Dass das alles nicht so naiv wirkt, wie es klingt, liegt daran, wie bewusst Hers ein Kino aus der Vergangenheit, eine filmische Fiktion heraufbeschwört. Besuche im Filmtheater sind so groß, dass man sich lieber hereinschleicht, bevor man etwas verpasst, weil fünf Minuten nach Vorstellungsbeginn kein Einlass mehr ist. Als Matthias und Talulah selbst als Statisten anheuern, wird das Filmische verdoppelt und die junge Innigkeit im Hintergrund der Szene zum Mittelpunkt. Man spürt in "Passagiere der Nacht", wie sehr das Kino und seine Mittel das prekäre Leben der Figuren vergrößern. Weil die Mittel bekannt sind und trotzdem ihre Wirkung nicht verfehlen: die romantische Geschichte zwischen Matthias und Talulah, die Fahrt durch die Großstadt mit dem Moped und den Haaren im Wind, abermals die großartige Musik und eingestreute Zelluloidfilme vom alten Paris, die schwelgerisch vor sich hin flimmern.

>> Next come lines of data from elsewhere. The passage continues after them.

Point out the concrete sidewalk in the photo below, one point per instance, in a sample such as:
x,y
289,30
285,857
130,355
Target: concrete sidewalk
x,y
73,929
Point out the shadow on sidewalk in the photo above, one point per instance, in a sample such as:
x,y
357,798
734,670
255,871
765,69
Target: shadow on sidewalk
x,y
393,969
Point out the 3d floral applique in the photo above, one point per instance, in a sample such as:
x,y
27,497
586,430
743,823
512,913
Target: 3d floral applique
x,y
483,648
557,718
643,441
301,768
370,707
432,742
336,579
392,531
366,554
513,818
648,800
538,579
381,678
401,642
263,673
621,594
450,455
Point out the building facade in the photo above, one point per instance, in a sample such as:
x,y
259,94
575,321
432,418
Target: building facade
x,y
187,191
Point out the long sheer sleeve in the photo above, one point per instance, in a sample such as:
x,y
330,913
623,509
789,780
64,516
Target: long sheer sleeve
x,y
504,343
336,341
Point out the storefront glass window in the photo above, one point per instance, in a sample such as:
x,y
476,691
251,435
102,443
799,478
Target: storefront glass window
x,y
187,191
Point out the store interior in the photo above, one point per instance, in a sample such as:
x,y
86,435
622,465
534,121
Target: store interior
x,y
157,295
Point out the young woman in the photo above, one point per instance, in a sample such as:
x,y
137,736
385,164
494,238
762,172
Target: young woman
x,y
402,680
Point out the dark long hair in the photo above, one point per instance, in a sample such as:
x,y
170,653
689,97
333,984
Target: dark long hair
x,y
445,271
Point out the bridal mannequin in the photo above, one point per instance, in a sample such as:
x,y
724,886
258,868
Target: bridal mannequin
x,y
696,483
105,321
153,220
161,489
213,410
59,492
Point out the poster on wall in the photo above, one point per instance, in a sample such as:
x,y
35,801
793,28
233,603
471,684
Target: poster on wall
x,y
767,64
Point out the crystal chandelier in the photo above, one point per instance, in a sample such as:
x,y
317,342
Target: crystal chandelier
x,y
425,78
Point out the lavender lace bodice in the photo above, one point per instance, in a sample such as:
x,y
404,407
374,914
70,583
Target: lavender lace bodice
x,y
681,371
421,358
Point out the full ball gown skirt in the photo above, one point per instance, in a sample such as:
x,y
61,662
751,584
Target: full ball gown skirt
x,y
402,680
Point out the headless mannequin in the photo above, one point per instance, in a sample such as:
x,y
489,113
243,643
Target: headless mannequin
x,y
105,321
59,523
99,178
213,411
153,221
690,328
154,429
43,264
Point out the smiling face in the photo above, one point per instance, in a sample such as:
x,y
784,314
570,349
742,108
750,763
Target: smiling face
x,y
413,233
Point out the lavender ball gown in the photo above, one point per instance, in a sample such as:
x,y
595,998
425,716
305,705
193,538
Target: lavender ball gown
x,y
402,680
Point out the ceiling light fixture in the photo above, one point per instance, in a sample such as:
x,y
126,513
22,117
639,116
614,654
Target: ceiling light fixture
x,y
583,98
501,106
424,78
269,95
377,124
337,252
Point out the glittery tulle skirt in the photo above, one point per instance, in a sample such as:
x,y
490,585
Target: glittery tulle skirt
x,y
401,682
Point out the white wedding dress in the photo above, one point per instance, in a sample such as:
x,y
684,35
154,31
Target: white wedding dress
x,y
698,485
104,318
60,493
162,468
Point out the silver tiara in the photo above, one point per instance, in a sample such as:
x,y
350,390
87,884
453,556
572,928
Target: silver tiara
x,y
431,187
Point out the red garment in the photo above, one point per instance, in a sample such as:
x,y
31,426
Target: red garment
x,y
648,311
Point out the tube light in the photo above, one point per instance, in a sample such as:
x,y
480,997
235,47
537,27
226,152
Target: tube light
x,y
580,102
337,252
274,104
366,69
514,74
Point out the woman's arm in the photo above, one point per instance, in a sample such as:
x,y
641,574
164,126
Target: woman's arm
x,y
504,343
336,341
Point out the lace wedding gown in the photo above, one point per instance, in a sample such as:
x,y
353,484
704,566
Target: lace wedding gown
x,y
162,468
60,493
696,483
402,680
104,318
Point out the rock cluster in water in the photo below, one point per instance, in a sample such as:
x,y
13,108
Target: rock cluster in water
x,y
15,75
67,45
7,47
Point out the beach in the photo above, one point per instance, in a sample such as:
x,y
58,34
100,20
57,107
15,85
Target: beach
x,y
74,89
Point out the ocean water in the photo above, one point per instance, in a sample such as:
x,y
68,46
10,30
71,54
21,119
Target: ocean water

Vielleicht ist dies nicht nur ein Film der Heilung geworden, sondern sogar einer, der schon über diesen Status reflektiert. "Passagiere der Nacht" weiß, dass die künstlerische Konzentration auf Heilung und Sorge kein progressiver Aufbruch ist, sondern Rückzug nach einer vernichtenden Niederlage, die die Linke sich, wie so oft, selbst zugefügt hat. Man muss die starke Betonung der Künstlichkeit der Filmwelt ernster nehmen als sie unmittelbar erscheinen kann: Denn dass Heroin-Junkies wie Noée Abita, alleinerziehende, prekär lebende Frauen wie Charlotte Gainsbourg aussehen und persönliche Solidarität problemlos die politische ersetzt, das kann wohl wirklich nur im Kino wahr werden.

Jonas Nestroy

Passagiere der Nacht  - Frankreich 2022 - OT: Les passagers de la nuit - Regie: Mikhaël Hers - Darsteller: Charlotte Gainsbourg, Quito Rayon Richter, Noée Abita, Megan Northam, Emmanuelle Béart - Laufzeit: 111 Minuten.